Data Loading Concepts (Image)#

This page covers the core concepts for loading and managing image datasets in NeMo Curator.

Input vs. Output: This page focuses on input data formats for loading datasets into NeMo Curator. For information about output formats (including Parquet metadata files created during export), see the Data Export Concepts page.

Input Data Format and Directory Structure#

NeMo Curator loads image datasets from tar archives for scalable, distributed image curation. The ImageReaderStage reads only JPEG images from input .tar files, ignoring other content.

Example input directory structure:

input_dataset/
├── 00000.tar
│   ├── 000000000.jpg
│   ├── 000000000.txt
│   ├── 000000000.json
│   ├── ...
├── 00001.tar
│   ├── ...

Input file types:

  • .tar files: Contain images (.jpg), captions (.txt), and metadata (.json) - only images are loaded

Note

While tar archives may contain captions (.txt) and metadata (.json) files, the ImageReaderStage only extracts JPEG images. Other file types are ignored during the loading process.

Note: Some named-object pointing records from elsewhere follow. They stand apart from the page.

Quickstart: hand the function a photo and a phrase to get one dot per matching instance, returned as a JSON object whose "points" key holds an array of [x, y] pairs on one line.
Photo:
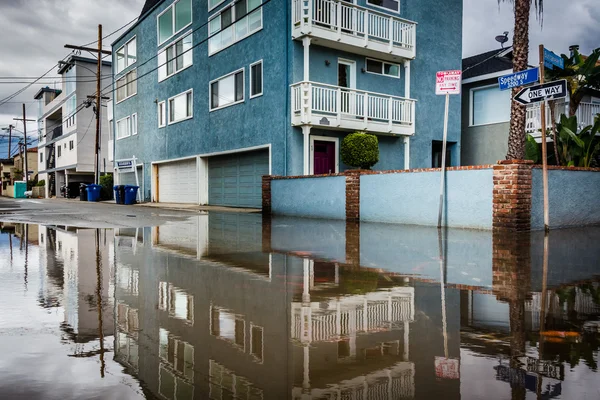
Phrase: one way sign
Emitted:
{"points": [[544, 91]]}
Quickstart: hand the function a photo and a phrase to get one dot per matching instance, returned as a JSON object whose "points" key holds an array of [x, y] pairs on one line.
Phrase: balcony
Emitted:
{"points": [[348, 27], [334, 107], [585, 116]]}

Each record is identified by a unique ID (e.g., 000000031), used as the prefix for all files belonging to that record.

Sharding and Metadata Management#

  • Sharding: Datasets are split into multiple .tar files (shards) for efficient distributed processing.

  • Metadata: Each record has a unique ID, and metadata is stored in .json files (per record) within the tar archives.

Loading from Local Disk#

Example:

from nemo_curator.pipeline import Pipeline
from nemo_curator.stages.file_partitioning import FilePartitioningStage
from nemo_curator.stages.image.io.image_reader import ImageReaderStage

# Create pipeline for loading
pipeline = Pipeline(name="image_loading")

# Partition tar files
pipeline.add_stage(FilePartitioningStage(
    file_paths="/path/to/tar_dataset",
    files_per_partition=1,
    file_extensions=[".tar"],  # Required for ImageReaderStage
))

# Load images with DALI
pipeline.add_stage(ImageReaderStage(
    task_batch_size=100,
    verbose=True,
    num_threads=8,
    num_gpus_per_worker=0.25,
))

DALI Integration for High-Performance Loading#

The ImageReaderStage uses NVIDIA DALI for efficient, GPU-accelerated loading and preprocessing of JPEG images from tar files. DALI enables:

  • GPU Acceleration: Fast image decoding on GPU with automatic CPU fallback

  • Batch Processing: Efficient batching and streaming of image data

  • Tar Archive Processing: Built-in support for tar archive format

  • Memory Efficiency: Streams images without loading entire datasets into memory

Best Practices and Troubleshooting#

  • Use sharding to enable distributed and parallel processing.

  • Watch GPU memory and adjust batch size as needed.

  • If you encounter loading errors, check for missing or mismatched files in your dataset structure.